Каждый день Массон гадал, как долго сможет поддерживать свою легенду. Ответ всегда оказывался одинаковым: его рассказы будут казаться достоверными столько, сколько пожелает он сам. Поэтому однажды, сильно затосковав по дому, он решил испытать свое мастерство на британцах.

Через неделю-другую майор Дэвид Уилсон, командир британского форта Бушер на берегу Персидского залива, записал, что к нему пожаловал путешественник Массон из Америки, «где он не бывал уже десять лет»[117]. Много дней Массон плел басни о полях Кентукки, приемах в Санкт-Петербурге, драгоценностях Тегерана. Если акцент его и подводил, то нечасто – только когда он расписывал страны, куда не ступала его нога. Массон пользовался гостеприимством Уилсона долгие месяцы, и ни разу бравый офицер не заподозрил, что откупоривает свои лучшие вина для бывшего рядового Бенгальского артиллерийского полка Джеймса Льюиса, разыскиваемого за дезертирство.

Стартовав из Бушера, Массон не спеша объехал древние города Персидской империи, побывал в Тебризе и в Багдаде, повсеместно развлекаемый британскими офицерами. В пути он повстречал еще одного рассказчика себе под стать.

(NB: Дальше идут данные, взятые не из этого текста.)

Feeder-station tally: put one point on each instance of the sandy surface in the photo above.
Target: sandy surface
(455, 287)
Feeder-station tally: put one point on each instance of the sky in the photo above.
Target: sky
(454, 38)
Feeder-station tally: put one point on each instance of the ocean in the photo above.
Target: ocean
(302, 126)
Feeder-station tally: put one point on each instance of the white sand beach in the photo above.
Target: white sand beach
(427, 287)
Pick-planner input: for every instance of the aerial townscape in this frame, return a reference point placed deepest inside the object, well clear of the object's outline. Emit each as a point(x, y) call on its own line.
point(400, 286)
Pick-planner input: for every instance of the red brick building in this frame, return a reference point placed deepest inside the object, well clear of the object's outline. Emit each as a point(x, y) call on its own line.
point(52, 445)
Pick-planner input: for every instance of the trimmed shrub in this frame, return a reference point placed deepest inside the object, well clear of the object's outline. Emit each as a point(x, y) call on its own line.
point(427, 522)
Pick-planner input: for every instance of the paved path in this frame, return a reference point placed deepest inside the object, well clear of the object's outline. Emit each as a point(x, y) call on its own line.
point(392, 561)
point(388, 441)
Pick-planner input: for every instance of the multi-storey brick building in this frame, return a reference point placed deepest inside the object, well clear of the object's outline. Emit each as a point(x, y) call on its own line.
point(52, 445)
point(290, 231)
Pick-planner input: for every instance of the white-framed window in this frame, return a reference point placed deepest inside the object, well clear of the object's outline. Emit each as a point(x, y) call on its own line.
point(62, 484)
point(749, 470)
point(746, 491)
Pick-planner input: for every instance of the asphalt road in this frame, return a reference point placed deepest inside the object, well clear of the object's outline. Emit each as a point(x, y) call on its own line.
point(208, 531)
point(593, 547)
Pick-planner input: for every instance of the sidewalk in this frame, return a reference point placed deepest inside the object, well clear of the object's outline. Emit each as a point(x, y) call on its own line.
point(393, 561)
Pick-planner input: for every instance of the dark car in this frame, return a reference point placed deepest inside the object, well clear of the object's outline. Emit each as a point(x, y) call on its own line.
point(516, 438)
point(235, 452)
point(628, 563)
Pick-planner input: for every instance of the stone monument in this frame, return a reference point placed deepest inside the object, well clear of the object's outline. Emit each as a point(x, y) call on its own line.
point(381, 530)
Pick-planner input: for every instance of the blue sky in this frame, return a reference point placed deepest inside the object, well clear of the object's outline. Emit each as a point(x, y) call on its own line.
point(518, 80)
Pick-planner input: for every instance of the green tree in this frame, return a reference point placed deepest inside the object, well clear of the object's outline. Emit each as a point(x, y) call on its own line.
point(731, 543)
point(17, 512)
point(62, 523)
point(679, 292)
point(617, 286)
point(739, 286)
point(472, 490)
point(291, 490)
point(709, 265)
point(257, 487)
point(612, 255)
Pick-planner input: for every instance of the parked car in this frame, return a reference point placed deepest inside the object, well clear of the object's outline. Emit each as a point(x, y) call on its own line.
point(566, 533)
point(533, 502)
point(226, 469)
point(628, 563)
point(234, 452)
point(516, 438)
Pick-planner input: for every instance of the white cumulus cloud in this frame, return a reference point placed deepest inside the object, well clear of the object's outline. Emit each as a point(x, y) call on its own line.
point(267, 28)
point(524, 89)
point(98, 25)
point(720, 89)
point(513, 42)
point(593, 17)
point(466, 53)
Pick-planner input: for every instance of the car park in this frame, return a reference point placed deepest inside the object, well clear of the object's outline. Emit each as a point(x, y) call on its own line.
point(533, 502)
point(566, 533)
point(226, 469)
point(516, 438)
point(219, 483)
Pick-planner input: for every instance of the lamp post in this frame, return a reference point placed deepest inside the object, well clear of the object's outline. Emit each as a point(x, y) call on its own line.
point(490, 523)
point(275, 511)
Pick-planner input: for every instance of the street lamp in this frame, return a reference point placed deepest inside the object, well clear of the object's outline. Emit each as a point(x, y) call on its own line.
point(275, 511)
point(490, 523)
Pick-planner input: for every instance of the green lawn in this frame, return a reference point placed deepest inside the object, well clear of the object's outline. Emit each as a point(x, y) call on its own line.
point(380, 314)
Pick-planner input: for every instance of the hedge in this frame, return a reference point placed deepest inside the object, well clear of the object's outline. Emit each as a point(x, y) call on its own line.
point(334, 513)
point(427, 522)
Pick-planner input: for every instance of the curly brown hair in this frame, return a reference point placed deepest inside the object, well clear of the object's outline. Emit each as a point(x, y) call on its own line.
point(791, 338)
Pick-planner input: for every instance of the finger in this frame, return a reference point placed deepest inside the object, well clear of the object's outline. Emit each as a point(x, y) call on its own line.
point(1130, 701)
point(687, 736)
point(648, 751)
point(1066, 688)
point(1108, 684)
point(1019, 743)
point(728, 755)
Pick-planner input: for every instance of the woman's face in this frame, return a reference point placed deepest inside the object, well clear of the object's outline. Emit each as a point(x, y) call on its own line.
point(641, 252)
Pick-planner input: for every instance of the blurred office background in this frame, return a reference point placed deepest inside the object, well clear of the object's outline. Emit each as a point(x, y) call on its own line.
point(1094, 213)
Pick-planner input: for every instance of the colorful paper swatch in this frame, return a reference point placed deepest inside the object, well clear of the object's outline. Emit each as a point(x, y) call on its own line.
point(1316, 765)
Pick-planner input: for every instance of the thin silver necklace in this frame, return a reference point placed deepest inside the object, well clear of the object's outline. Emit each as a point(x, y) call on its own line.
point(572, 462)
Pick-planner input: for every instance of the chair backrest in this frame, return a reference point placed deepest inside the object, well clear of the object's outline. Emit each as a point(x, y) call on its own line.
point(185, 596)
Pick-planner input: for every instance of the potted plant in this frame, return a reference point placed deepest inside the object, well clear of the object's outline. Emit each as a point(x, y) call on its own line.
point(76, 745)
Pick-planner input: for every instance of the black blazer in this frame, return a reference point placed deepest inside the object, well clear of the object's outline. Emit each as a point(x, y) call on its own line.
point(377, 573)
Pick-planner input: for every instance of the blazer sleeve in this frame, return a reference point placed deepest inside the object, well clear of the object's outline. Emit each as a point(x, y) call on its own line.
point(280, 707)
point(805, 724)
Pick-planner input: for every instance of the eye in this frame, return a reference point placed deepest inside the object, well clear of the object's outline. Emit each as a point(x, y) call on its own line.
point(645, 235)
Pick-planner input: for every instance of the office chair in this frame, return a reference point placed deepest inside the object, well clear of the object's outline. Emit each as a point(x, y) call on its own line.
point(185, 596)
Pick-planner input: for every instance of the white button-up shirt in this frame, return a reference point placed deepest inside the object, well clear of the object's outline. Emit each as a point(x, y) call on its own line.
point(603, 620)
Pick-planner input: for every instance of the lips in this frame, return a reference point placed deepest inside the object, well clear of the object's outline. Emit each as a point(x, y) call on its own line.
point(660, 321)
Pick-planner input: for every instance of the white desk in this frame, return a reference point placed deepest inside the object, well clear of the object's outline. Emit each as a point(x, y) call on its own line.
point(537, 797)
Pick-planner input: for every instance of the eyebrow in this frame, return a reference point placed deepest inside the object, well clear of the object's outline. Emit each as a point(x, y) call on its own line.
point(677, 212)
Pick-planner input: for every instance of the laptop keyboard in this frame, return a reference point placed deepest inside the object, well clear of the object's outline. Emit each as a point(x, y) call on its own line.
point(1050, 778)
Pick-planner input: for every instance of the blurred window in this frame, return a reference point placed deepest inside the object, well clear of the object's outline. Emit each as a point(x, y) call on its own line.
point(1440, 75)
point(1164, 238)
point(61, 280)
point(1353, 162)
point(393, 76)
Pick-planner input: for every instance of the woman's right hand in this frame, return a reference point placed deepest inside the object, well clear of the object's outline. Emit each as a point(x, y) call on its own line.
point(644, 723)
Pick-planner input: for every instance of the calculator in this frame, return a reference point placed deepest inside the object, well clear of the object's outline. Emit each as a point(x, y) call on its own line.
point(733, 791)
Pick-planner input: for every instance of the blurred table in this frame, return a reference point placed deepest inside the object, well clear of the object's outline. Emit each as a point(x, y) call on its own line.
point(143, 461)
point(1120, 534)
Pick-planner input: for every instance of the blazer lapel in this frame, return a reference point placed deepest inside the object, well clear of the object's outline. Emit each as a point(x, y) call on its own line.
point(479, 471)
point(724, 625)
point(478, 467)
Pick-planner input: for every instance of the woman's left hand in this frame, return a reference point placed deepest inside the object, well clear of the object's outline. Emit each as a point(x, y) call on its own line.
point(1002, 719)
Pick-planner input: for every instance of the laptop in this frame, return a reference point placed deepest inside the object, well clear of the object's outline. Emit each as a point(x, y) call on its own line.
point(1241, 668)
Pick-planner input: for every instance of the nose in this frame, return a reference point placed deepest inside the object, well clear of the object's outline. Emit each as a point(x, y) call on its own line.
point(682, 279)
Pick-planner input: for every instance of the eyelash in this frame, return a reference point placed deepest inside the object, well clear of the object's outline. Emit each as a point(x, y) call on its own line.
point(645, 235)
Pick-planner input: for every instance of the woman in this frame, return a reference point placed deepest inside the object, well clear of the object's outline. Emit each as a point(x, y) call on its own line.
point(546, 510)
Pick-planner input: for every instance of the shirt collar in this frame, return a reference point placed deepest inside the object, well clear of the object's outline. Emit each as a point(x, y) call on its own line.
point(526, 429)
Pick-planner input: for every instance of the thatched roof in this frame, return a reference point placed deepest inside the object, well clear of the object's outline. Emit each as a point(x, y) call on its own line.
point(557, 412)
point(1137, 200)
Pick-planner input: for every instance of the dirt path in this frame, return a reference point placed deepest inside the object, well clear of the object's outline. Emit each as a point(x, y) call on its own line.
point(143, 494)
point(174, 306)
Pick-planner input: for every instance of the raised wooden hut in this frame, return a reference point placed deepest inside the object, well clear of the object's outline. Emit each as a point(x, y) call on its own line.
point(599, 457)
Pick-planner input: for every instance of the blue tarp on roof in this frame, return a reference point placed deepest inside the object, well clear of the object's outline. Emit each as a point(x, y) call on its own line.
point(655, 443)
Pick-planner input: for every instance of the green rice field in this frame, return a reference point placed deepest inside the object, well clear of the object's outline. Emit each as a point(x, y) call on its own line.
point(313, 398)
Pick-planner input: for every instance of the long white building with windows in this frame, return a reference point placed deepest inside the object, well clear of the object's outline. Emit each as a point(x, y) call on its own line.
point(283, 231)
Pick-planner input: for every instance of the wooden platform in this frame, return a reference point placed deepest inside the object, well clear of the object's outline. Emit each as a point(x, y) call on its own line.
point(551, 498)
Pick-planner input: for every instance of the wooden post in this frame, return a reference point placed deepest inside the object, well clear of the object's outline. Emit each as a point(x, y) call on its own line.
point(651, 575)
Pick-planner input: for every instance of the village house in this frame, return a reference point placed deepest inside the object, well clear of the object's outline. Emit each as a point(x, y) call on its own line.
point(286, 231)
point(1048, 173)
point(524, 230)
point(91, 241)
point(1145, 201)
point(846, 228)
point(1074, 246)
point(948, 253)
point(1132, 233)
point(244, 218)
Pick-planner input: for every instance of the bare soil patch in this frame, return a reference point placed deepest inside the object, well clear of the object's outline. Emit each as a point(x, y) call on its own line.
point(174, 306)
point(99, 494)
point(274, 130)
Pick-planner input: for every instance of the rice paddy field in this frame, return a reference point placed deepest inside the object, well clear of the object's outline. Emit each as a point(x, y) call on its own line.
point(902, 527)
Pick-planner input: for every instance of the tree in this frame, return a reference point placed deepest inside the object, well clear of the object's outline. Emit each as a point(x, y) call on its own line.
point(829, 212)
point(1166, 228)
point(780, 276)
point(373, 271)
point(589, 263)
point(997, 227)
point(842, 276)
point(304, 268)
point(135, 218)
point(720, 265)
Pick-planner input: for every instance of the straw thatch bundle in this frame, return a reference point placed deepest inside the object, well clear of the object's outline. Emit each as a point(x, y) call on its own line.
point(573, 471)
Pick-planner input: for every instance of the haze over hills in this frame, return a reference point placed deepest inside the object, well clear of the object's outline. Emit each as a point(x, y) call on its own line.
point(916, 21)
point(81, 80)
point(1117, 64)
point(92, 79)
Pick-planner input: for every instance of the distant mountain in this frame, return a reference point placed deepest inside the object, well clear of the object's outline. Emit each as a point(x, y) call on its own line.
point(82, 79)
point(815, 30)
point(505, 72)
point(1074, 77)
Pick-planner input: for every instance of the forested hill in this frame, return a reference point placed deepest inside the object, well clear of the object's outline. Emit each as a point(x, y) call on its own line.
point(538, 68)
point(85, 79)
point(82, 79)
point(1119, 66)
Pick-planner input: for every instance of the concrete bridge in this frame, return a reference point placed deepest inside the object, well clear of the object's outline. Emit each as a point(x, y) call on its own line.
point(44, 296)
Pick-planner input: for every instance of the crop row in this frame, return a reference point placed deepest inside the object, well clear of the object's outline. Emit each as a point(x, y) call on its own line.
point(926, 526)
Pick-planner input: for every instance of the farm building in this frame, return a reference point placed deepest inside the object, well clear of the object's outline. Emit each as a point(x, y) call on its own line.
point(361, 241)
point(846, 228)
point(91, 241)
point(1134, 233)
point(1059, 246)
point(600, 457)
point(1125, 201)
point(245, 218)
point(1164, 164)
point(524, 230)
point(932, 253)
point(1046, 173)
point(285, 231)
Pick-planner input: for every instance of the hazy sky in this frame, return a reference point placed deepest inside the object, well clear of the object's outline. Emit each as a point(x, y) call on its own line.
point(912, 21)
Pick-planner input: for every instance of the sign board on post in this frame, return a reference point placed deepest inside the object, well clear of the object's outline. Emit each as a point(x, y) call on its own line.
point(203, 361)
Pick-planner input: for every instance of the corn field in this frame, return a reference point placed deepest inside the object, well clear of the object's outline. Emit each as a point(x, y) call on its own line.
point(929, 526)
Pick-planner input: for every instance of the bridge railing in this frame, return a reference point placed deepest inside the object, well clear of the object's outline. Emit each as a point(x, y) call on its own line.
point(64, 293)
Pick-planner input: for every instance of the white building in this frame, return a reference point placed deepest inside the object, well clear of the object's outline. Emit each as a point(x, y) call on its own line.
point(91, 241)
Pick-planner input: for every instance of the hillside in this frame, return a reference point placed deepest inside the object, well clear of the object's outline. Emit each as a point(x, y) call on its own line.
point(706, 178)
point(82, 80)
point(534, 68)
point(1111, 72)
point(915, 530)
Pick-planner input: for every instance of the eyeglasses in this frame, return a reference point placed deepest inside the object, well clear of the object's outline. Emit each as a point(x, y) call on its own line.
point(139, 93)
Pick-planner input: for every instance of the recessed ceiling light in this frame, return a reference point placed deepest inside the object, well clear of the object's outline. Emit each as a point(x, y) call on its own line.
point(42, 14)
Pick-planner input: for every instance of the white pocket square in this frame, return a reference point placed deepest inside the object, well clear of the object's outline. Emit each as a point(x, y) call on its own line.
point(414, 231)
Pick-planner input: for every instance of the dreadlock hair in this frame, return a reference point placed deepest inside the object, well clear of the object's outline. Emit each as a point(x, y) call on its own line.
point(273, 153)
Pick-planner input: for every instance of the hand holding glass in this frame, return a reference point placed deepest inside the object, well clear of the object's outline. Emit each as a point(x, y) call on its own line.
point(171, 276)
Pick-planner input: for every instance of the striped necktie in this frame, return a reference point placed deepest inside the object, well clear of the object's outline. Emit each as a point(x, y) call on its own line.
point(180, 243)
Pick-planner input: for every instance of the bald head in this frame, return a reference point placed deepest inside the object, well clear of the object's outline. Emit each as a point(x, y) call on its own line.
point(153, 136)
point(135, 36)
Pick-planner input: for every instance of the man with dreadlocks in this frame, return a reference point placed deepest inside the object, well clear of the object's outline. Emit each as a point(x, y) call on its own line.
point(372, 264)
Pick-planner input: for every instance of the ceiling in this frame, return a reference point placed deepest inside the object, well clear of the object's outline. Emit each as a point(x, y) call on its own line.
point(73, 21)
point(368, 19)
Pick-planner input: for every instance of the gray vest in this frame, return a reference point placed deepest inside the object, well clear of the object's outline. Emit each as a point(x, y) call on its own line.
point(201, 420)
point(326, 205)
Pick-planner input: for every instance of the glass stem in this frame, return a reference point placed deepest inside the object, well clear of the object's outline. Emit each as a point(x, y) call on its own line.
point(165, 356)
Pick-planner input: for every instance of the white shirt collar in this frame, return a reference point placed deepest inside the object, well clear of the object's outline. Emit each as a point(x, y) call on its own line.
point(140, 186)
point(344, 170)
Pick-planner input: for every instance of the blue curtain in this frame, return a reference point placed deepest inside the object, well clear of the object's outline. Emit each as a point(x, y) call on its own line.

В деревне Сох к северу от Исфахана[118], под сводами древнего золотого караван-сарая, его познакомили с хаким-баши, то есть главным лекарем персидского шаха. Важного вида молодой человек, с трудом тащивший по коридору стопку постельного белья, сонно глянул на Массона и довольно-таки неправдоподобно представился «синьором Туркони» из Милана. «Потом деревенские старшины подали для хаким-баши шахиншаха[119] великолепный завтрак»[120]. Синьор Туркони поведал Массону, что «в Тегеране его познания понадобились в целях изготовления снадобий для нужд красавиц из гарема»[121], а в данный момент он спасается от жены-армянки, «от которой, по его откровенному признанию, сбежал, не простившись»[122]. В Багдаде Массон узнал, что «синьор», бойкий юнец, прибыл туда несколько лет назад из Константинополя, как и некий врач, проживавший прежде у католического епископа и подсказавший ему, что если у него есть голова на плечах, то проще всего наполнить пузырьки разноцветными жидкостями – это был бы наилучший способ разбогатеть. Юнец, нисколько не разбиравшийся в медицине, так и поступил»[123].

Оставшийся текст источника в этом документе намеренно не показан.